Frantz Fanon, the Martinican psychiatrist and philosopher, addressed this matter of violence and culture, when he discussed the issue of what he called 'collective catharsis'. Collective catharsis is an affective or emotional release that is used as an outlet for all of the pent up forces of aggression, anger and frustration of the community. In a mind-boggling collective action, the residents of Bare Root displaced all of their rage upon a hapless, defenseless and, we have since learned, mentally ill woman in an orgy of violence. There are some very disturbing issues to ponder here. How could there be such consensus about the certainty of this woman's alleged magical powers? Were there no dissenting voices, no voices of reason pleading for clemency? Why did no one call the police while this heinous crime was being committed in an effort to stop the brutality? Vigilantism is not unheard of in Guyana, but when the line between folklore and reality becomes blurred, does this not take matters to a whole new level of nihilism and despair? The powers that be must carefully consider what the appropriate forms of intervention should be in order to stop this hemorrhaging of the society.

One should also be mindful of the racial and gendered nature of this murder.
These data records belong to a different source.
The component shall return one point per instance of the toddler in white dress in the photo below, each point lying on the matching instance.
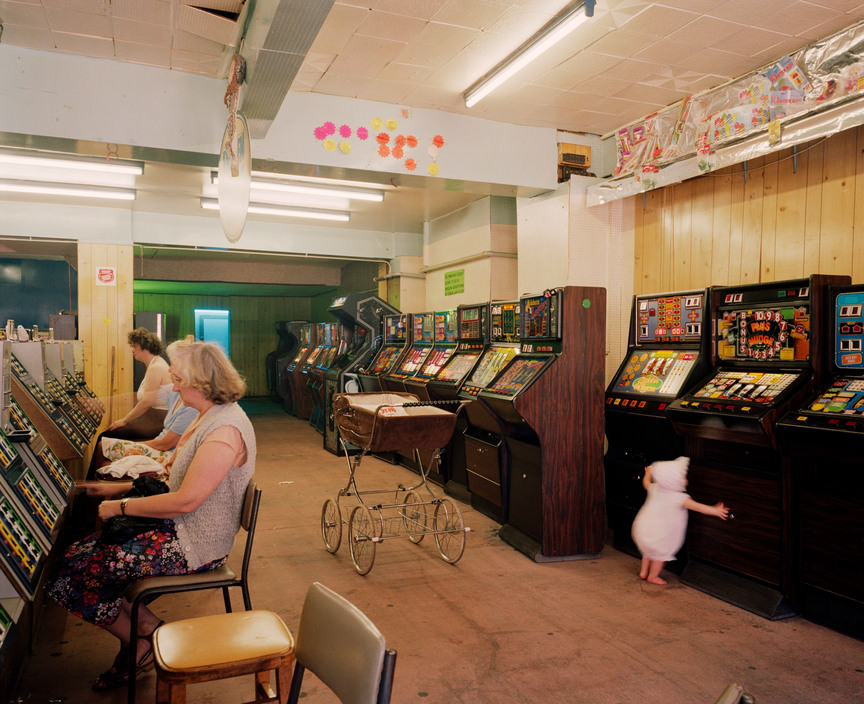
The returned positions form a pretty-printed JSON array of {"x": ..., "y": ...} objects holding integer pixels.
[{"x": 660, "y": 526}]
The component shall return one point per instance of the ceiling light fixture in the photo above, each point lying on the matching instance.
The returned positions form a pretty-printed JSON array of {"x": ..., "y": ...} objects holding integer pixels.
[
  {"x": 66, "y": 189},
  {"x": 282, "y": 186},
  {"x": 285, "y": 211},
  {"x": 549, "y": 35}
]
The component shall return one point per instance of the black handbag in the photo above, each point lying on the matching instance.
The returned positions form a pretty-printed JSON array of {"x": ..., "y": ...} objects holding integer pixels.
[{"x": 119, "y": 529}]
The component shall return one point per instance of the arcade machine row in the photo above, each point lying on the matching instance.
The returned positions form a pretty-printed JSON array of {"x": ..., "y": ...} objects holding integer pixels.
[
  {"x": 278, "y": 361},
  {"x": 301, "y": 404},
  {"x": 822, "y": 443},
  {"x": 472, "y": 334},
  {"x": 669, "y": 350},
  {"x": 550, "y": 399},
  {"x": 362, "y": 318},
  {"x": 767, "y": 357},
  {"x": 486, "y": 459},
  {"x": 443, "y": 350},
  {"x": 397, "y": 339}
]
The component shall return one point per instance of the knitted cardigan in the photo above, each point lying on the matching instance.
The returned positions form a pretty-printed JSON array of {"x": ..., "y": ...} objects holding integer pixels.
[{"x": 208, "y": 532}]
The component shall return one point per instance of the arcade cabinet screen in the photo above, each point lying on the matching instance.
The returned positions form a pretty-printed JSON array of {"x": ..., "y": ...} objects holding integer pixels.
[
  {"x": 504, "y": 322},
  {"x": 771, "y": 334},
  {"x": 459, "y": 366},
  {"x": 518, "y": 375},
  {"x": 753, "y": 387},
  {"x": 471, "y": 323},
  {"x": 845, "y": 396},
  {"x": 540, "y": 318},
  {"x": 669, "y": 318},
  {"x": 493, "y": 361},
  {"x": 849, "y": 330},
  {"x": 656, "y": 372}
]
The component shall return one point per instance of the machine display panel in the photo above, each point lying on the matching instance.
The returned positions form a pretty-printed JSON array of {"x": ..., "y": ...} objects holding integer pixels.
[
  {"x": 676, "y": 318},
  {"x": 765, "y": 334},
  {"x": 458, "y": 367},
  {"x": 472, "y": 322},
  {"x": 492, "y": 362},
  {"x": 518, "y": 375},
  {"x": 540, "y": 318},
  {"x": 656, "y": 372},
  {"x": 750, "y": 386},
  {"x": 849, "y": 330},
  {"x": 386, "y": 359},
  {"x": 843, "y": 397}
]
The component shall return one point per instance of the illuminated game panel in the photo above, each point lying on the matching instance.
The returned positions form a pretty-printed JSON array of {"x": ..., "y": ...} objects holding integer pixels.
[
  {"x": 849, "y": 330},
  {"x": 777, "y": 334},
  {"x": 656, "y": 372},
  {"x": 669, "y": 318},
  {"x": 386, "y": 359},
  {"x": 458, "y": 367},
  {"x": 517, "y": 376},
  {"x": 753, "y": 387},
  {"x": 844, "y": 396},
  {"x": 492, "y": 362}
]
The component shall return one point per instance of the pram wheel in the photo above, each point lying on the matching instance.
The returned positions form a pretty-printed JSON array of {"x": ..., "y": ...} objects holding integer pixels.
[
  {"x": 331, "y": 525},
  {"x": 362, "y": 533},
  {"x": 449, "y": 529},
  {"x": 414, "y": 517}
]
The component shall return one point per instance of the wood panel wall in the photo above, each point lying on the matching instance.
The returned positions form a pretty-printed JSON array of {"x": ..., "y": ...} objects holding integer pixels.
[
  {"x": 253, "y": 331},
  {"x": 787, "y": 215}
]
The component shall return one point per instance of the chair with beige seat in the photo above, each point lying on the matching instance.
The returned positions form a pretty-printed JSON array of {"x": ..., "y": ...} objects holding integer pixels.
[{"x": 335, "y": 641}]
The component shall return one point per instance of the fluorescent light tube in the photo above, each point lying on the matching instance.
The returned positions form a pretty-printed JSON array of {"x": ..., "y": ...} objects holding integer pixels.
[
  {"x": 284, "y": 211},
  {"x": 541, "y": 42},
  {"x": 66, "y": 189}
]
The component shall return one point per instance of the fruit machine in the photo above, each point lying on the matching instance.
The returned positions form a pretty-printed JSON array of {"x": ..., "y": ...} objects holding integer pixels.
[
  {"x": 334, "y": 340},
  {"x": 301, "y": 401},
  {"x": 486, "y": 459},
  {"x": 821, "y": 442},
  {"x": 766, "y": 358},
  {"x": 277, "y": 361},
  {"x": 63, "y": 436},
  {"x": 669, "y": 350},
  {"x": 397, "y": 339},
  {"x": 549, "y": 399},
  {"x": 472, "y": 334},
  {"x": 72, "y": 362},
  {"x": 304, "y": 389},
  {"x": 362, "y": 317}
]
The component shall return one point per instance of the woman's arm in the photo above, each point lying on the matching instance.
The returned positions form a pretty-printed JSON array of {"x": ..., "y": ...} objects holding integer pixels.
[{"x": 213, "y": 459}]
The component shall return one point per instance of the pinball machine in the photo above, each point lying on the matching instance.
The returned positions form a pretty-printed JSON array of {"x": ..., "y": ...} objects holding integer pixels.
[
  {"x": 668, "y": 351},
  {"x": 362, "y": 318},
  {"x": 486, "y": 456},
  {"x": 549, "y": 399},
  {"x": 822, "y": 442},
  {"x": 767, "y": 357}
]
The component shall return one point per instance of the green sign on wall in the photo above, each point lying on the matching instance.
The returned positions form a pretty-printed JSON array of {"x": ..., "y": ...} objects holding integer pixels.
[{"x": 454, "y": 282}]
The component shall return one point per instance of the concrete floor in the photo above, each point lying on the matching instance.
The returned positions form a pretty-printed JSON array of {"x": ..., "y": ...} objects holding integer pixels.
[{"x": 495, "y": 628}]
The violence of this attack was meted out on an Indo-Guyanese woman, who became the focal point of an essentially African legend. In addition, the three persons charged in connection with this crime - one of whom is a woman - are all of African descent. In a racially polarized society, the implications are worth pondering. One wonders for example, given the nature of the crime, if there may be more than is immediately discernible here. In a region and a country with high rates of violence against women, Radika's death underscores the way such acts continue to be played out on the text of the body of women. It was reported that Radika was a mentally unstable woman. This fact raises some very troubling questions about the state of public health education in Guyana. This incident occasions an urgent need to provide the relevant public health education about mental illness, so that in the future people would treat the mentally unstable more humanely, and not seek to beat them to death. The folk tradition of Guyana is a long and rich tradition; every effort should be made to save it from abuse.